- Film poster
- Directed by: Tonje Hessen Schei
- Produced by: Lars Løge
- Cinematography: Steven Moore; Anna Myking;
- Edited by: Joakim Schager
- Music by: Olav Øyehaug
- Production company: Flimmer Film
- Release dates: April 15, 2014 (Arte); February 27, 2015 (Norway);
- Running time: 58 minutes (TV edit); 79 minutes (theatrical edit);
- Country: Norway
- Language: English

= Drone (2014 film) =

Drone is a 2014 English-language documentary film directed by Norwegian director Tonje Hessen Schei. The film explores the use of drones in warfare. Drone aired on the TV network Arte on April 15, 2014. The documentary screened at several film festivals throughout 2014, winning several awards. Drone was released in Norway on February 27, 2015.

==Premise==

Variety reported, "'Drone' depicts the recruitment of young pilots at gaming conventions, explores the changing perceptions of what 'going to war' means, as well as the moral stance of engineers behind the technology. The docu also investigates the ways in which world leaders engage in wars, as well as look at the struggle of anti-war and civil rights activists."

==Production==

Drone was produced by Lars Løge at Flimmer Film and directed by Tonje Hessen Schei. The film received financial support from backers in Norway and from around the world.

==Release==

===Theatrical screenings===
The sales outfit LevelK acquired Drone at the Nordic Film Market at the Gothenburg Film Festival in January 2014. A 58-minute cut of Drone premiered on the TV network Arte on April 15, 2014. A 79-minute cut was edited for subsequent screenings. In October 2014, Drone screened at the Bergen International Film Festival and won Best Norwegian Documentary and the Checkpoint Human Rights awards. In January 2015, it screened at the Tromsø International Film Festival and won the Norwegian Peace Film Award.
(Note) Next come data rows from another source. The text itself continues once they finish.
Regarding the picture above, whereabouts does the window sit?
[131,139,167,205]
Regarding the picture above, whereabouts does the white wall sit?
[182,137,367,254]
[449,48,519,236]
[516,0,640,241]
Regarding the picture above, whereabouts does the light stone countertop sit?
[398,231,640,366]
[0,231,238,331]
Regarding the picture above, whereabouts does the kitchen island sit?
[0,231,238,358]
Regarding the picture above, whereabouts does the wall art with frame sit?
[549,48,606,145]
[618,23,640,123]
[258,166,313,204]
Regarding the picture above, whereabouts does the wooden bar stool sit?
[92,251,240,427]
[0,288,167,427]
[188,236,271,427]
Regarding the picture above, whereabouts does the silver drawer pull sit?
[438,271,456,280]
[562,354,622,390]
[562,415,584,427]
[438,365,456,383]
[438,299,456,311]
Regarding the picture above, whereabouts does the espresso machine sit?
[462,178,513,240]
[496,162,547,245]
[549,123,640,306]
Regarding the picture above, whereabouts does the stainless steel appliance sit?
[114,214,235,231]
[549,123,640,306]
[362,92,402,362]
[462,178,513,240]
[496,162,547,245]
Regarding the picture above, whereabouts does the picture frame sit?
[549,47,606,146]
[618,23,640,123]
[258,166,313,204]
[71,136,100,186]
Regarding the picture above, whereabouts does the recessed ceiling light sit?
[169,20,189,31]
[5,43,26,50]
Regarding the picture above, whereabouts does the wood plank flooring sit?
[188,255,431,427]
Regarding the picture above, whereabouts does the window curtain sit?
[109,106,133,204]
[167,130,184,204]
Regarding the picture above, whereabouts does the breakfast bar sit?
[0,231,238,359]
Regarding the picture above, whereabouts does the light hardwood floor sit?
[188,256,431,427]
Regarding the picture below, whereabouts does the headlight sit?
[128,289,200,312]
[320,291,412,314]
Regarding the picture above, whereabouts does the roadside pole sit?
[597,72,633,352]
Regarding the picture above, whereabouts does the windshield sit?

In the following February, LevelK sold distribution rights to Drone to several major territories.

Drone was released in Norway on February 27, 2015. It was released in the United Kingdom on April 10, 2015.

===Critical reception===

John DeFore, reviewing for The Hollywood Reporter, called Drone "an important contribution to debates over a means of warfare that is just in its infancy". DeFore said the documentary had an "effective and clear-headed" presentation of "multiple sides of the debate". The critic concluded, "Drone takes a quick look at realities of the warfare industry and asks the obvious question: How will Americans feel when another government (or non-governmental entity) has remote-controlled death hovering constantly over our heads?"